Die jüngste Ausgabe der französischen Satirezeitschrift «Charlie Hebdo» hat in mehreren islamischen Ländern Proteste ausgelöst. Nach dem gestrigen Freitagsgebet sind erboste Muslime etwa in Mali, Senegal und Jordanien auf die Strasse gegangen. Nicht überall blieb es dabei friedlich.
In Pakistan und Algerien gab es Ausschreitungen. Die Proteste im westafrikanischen Niger aber sind eskaliert. Bei blutigen Strassenkämpfen sind seit Freitag mindestens zehn Menschen getötet und Dutzende verletzt worden.
Wut gegen Frankreich
In der nigrischen Hauptstadt Niamey kamen am Samstag fünf Menschen ums Leben, vier davon in Kirchen und Bars, wie Präsident Mahamadou Issoufou in einer Rede an die Nation erklärte. Nach unterschiedlichen Angaben zündete der wütende Mob bis zu acht christliche Kirchen an oder plünderte sie. In einer der niedergebrannten Kirchen wurden laut Polizeikreisen zwei verkohlte Leichen entdeckt. Zudem sei eine tote Frau in eine Gaststätte gefunden worden. Sie sei vermutlich durch Tränengas und Rauch erstickt.
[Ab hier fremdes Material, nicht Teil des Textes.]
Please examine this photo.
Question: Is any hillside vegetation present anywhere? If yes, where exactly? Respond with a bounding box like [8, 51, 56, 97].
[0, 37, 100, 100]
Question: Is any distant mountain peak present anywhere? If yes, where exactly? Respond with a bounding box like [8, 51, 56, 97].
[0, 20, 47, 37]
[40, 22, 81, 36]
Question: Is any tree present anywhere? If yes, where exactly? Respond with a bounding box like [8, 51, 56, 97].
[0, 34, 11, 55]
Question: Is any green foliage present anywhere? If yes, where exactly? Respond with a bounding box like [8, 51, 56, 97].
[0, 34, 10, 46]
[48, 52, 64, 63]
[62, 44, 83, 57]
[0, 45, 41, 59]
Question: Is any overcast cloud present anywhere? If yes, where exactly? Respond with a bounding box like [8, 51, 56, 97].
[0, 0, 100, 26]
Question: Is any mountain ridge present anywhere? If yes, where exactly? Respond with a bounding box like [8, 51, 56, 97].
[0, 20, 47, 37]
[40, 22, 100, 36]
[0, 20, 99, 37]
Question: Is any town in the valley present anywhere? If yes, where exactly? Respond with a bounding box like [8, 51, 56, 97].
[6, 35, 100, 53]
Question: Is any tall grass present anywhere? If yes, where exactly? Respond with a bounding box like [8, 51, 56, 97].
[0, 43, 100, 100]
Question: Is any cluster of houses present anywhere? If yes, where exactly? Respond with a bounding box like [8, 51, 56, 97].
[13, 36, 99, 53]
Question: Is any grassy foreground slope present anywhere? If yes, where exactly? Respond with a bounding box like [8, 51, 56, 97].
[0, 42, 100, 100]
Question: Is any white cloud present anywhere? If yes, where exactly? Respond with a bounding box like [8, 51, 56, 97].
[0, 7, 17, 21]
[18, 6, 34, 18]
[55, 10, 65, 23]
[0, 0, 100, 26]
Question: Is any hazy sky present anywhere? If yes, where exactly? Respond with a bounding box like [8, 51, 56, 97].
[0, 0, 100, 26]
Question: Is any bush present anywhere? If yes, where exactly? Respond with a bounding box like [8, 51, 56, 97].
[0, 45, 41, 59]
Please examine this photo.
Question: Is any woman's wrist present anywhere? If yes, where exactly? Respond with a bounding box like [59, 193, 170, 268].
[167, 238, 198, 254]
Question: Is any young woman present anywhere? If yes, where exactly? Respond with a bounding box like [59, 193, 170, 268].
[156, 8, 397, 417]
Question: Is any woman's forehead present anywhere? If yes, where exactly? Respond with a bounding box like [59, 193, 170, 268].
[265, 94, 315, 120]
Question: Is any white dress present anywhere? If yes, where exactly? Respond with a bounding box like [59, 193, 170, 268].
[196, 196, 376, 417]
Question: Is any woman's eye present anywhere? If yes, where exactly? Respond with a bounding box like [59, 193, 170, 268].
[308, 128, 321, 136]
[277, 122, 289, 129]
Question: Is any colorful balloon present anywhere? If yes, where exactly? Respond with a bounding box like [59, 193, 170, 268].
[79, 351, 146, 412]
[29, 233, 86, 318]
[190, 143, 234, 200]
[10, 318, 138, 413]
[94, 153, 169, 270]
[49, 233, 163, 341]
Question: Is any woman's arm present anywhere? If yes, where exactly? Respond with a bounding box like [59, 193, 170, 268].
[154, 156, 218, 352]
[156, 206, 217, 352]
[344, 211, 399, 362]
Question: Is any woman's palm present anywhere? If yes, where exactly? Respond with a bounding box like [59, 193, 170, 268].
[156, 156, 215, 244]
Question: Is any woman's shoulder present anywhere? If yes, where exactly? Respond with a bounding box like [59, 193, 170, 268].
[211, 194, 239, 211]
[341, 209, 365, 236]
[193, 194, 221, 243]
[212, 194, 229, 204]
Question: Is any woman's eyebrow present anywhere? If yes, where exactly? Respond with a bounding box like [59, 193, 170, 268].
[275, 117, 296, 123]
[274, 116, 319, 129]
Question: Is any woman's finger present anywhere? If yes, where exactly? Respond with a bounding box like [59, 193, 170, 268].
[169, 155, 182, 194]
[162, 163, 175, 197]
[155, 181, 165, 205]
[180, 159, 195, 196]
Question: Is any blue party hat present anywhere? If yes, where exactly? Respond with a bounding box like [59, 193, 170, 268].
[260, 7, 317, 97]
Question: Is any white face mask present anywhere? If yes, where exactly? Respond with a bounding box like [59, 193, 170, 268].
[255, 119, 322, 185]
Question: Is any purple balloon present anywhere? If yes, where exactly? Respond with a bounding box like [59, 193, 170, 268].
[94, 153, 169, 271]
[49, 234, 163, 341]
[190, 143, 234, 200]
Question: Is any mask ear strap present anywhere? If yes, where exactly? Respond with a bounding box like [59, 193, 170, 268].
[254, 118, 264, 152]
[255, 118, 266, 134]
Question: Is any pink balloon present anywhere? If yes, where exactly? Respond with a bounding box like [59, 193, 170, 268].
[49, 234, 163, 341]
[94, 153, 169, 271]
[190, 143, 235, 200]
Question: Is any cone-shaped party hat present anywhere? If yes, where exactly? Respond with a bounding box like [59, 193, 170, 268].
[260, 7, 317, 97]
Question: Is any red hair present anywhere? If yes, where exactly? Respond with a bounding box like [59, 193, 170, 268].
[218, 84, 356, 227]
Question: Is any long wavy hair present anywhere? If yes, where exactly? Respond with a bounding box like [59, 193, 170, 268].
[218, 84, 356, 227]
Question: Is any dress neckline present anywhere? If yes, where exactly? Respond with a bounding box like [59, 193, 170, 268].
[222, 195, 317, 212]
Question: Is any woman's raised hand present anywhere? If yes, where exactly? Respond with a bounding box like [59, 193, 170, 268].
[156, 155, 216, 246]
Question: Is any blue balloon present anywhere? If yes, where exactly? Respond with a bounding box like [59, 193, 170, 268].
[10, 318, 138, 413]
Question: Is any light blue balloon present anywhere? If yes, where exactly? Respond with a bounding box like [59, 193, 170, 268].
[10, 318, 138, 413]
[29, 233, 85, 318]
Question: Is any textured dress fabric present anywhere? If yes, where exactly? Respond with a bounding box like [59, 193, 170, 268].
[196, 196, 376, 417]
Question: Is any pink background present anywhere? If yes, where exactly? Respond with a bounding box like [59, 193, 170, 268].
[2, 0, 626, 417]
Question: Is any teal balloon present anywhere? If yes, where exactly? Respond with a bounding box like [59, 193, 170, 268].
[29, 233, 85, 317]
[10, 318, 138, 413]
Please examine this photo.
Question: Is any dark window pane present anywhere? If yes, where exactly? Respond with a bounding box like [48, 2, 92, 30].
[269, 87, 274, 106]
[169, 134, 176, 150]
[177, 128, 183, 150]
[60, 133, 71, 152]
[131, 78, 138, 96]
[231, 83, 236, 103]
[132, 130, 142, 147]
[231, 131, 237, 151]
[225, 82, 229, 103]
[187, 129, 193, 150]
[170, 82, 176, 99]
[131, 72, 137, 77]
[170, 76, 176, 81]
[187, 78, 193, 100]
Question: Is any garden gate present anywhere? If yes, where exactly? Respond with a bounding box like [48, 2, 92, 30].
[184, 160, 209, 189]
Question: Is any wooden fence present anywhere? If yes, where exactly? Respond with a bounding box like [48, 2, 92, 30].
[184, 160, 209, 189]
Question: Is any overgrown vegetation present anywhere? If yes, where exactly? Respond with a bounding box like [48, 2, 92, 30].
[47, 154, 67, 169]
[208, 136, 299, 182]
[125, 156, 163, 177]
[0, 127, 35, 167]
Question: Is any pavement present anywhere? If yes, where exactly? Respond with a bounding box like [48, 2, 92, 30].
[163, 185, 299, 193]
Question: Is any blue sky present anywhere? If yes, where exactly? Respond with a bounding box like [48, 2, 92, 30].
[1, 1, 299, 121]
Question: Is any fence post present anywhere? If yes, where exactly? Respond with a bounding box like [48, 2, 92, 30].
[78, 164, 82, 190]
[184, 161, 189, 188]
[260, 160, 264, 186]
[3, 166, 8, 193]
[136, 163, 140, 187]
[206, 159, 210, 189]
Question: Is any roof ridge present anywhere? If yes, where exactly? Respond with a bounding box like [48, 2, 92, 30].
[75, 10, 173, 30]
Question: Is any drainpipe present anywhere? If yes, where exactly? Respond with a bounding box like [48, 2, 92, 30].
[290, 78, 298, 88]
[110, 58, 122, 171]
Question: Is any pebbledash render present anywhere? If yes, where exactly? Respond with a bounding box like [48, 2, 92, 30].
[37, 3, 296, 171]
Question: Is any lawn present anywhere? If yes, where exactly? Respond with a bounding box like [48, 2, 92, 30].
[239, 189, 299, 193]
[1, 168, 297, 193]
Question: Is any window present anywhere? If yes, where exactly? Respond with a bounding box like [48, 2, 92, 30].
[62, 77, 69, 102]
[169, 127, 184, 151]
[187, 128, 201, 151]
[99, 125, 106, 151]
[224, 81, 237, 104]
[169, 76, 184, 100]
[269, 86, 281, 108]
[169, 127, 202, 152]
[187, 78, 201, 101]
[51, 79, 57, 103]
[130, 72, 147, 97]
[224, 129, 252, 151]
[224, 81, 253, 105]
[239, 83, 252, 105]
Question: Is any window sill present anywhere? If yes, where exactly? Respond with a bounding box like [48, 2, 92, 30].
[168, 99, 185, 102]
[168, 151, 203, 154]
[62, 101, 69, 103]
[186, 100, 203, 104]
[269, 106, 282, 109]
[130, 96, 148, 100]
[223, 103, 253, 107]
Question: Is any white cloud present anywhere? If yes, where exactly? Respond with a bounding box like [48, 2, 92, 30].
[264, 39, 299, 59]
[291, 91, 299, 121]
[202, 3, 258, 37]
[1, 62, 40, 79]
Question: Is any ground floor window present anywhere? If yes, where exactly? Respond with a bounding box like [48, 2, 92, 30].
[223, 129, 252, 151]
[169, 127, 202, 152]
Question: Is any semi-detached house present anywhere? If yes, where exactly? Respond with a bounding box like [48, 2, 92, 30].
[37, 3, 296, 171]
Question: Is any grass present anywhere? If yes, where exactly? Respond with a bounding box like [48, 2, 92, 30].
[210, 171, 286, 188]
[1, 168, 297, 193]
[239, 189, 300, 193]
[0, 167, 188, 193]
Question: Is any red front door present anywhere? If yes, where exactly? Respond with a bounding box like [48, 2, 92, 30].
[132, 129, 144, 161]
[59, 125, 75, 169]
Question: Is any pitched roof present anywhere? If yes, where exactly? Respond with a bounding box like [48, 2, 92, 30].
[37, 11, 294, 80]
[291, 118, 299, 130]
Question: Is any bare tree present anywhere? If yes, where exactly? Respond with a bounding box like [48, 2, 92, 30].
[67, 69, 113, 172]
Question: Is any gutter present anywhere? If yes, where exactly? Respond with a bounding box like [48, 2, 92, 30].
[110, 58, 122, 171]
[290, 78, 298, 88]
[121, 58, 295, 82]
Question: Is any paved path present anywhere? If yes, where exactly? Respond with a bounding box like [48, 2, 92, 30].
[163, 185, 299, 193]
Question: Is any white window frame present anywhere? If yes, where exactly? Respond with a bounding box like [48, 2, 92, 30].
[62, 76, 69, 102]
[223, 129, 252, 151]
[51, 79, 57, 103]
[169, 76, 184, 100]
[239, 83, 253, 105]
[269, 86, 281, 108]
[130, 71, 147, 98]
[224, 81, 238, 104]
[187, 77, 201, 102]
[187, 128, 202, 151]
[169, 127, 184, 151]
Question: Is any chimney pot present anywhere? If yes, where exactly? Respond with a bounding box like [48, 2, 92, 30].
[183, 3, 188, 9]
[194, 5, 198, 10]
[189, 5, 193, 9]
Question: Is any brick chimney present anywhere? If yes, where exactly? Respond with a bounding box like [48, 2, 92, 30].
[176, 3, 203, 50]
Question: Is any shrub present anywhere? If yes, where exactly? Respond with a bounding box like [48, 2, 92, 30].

Die nigrische Regierung hatte die Demonstration vom Samstag verboten. Dennoch versammelten sich nahe der Grossen Moschee mindestens tausend jugendliche Muslime. Die Polizei versuchte, sie mit Tränengas zurückzudrängen. Einige der Demonstranten bewarfen sie mit Steinen, andere zündeten Autoreifen an und errichteten Strassenblockaden. Zugleich attackierte ein Mob eine Polizeistation und zündete mindestens zwei Streifenwagen an. Auch Bars wurden angegriffen. «Alles, was Frankreich versinnbildlicht, wird in Niger verschwinden, ehe wir aufhören», rief ein Angreifer.
Weitere Proteste geplant
Die französische Botschaft hat ihre Landsleute aufgerufen, nicht auf die Strasse zu gehen. Am Nachmittag beruhigte sich die Lage. Oppositionsgruppen riefen jedoch für Sonntag zu einer neuen Demonstration auf, was abermals für Spannungen sorgen könnte.
Bereits am Freitag hatte es in der zweitgrössten nigrischen Stadt Zinder schwere Ausschreitungen aus Protest gegen die Mohammed-Karikatur in der neuen «Charlie Hebdo»-Ausgabe gegeben. Mindestens fünf Menschen wurden getötet und 45 weitere verletzt, als Muslime ein französisches Kulturzentrum und drei Kirchen in Brand steckten.
Hollande verteidigt Rede- und Meinungsfreiheit
Frankreichs Präsident Francois Hollande rief dazu auf, die Rede- und Meinungsfreiheit auch in anderen Ländern zu achten. Es gebe Spannungen in Ländern, in denen die Menschen die Verbundenheit Frankreichs mit diesem Grundrecht nicht verstünden.
Muslimische Gelehrte verurteilen die Gewalt. Im nigrischen Fernsehen riefen sie zur Ruhe auf. An die Adresse der gewaltbereiten Demonstranten sagten sie: «Vergesst nicht, der Islam ist gegen Gewalt.» Frauen und Männer, Mädchen und Buben sollten sich beruhigen. Der Islam heisse Aktionen der Gewalt nicht gut.